Internal hardware acceleration decoding is enabled through the -hwaccel option. It starts decoding normally, but if a decodable stream is detected in hardware, then the decoder designates all significant processing to that hardware, thus accelerating the decoding process. Whereas if no decodable streams are detected as happens on an unsupported codec or profilehardware acceleration will be skipped and it will still be decoded in software.
In addition to FFV1 and Snow formats, which were created and developed from within FFmpeg, the project also supports the following formats:.
FFmpeg GPU Transcoding Examples
Output formats container formats and other ways of creating output streams in FFmpeg are called "muxers". FFmpeg supports, among others, the following:.
FFmpeg supports many pixel formats. FFmpeg supports, among others, the following filters. FFmpeg contains more than codecs,  most of which use compression techniques of one kind or another. Many such compression techniques may be subject to legal claims relating to software patents.
Platform API Availability
From Wikipedia, the free encyclopedia. This article relies too much on references to primary sources. Relevant discussion may be found on the talk page.GPU-accelerated video processing integrated into the most popular open-source multimedia tools. FFmpeg and libav are among the most popular open-source multimedia manipulation tools with a library of plugins that can be applied to various parts of the audio and video processing pipelines and have achieved wide adoption across the world.
Video encoding, decoding and transcoding are some of the most popular applications of FFmpeg. Download FFmpeg main tree : GitHub. For more information on FFmpeg licensing, please see this page. HandBrake is an open-source video transcoder available for Linux, Mac, and Windows.
HandBrake works with most common video files and formats, including ones created by consumer and professional video cameras, mobile devices such as phones and tablets, game and computer screen recordings, and DVD and Blu-ray discs.
The Plex Transcoder uses FFmpeg to handle and translates your media into that the format your client device supports. Please refer to GPU support matrix for specific codec support. Skip to main content. About Contact Forums Blog Search form. Decode Capability Query MoreHigh quality is not always easy to define. I would define high quality as equal or near same quality as the original and this is the goal. Using the preset option delivers quality that easyily surpasses Adobe Media Encoderespecially colorbanding and macroblocks artifacts reduced significantly with ffmpeg when using the h codec with the -crf option.

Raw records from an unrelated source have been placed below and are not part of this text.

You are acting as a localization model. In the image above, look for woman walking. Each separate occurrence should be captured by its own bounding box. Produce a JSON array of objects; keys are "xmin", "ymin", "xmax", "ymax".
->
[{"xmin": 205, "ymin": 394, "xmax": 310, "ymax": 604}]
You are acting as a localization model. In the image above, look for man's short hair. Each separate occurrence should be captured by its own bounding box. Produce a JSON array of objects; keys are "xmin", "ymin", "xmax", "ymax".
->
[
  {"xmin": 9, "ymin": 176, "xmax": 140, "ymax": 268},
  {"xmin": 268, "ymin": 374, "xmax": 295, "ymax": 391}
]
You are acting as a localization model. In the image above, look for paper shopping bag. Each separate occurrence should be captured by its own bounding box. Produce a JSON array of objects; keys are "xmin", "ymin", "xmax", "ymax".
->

Booth are encoded with 6 Mbit average bitrate — fot the ffmpeg version, the -crf option was used and for the AME version, the CBR option was used to encode. See the difference on the arm in motion. Parameters -preset slow preset for HQ encoding see x preset profiles below -tune film preset for film content see x tune profiles below -crf 16 constant quality factor lower is better good values for HD are -a aac AAC audio codec is most common for MP4 movie files.
NOTE: Use -crf if bitrate is not so important and the quality factor is more important. Choose -b:v if you need a limitation for the bitrate and size of the video. This way it is possible to process the frames, for example with the -vf option. Quality Using the preset option delivers quality that easyily surpasses Adobe Media Encoderespecially colorbanding and macroblocks artifacts reduced significantly with ffmpeg when using the h codec with the -crf option.
INFO: A new eBook is in the works about video encoding with lots of ffmpeg examples, high quality encoding settings, workflows with Adobe Premiere and many in-depth infos. Categories Post-Production.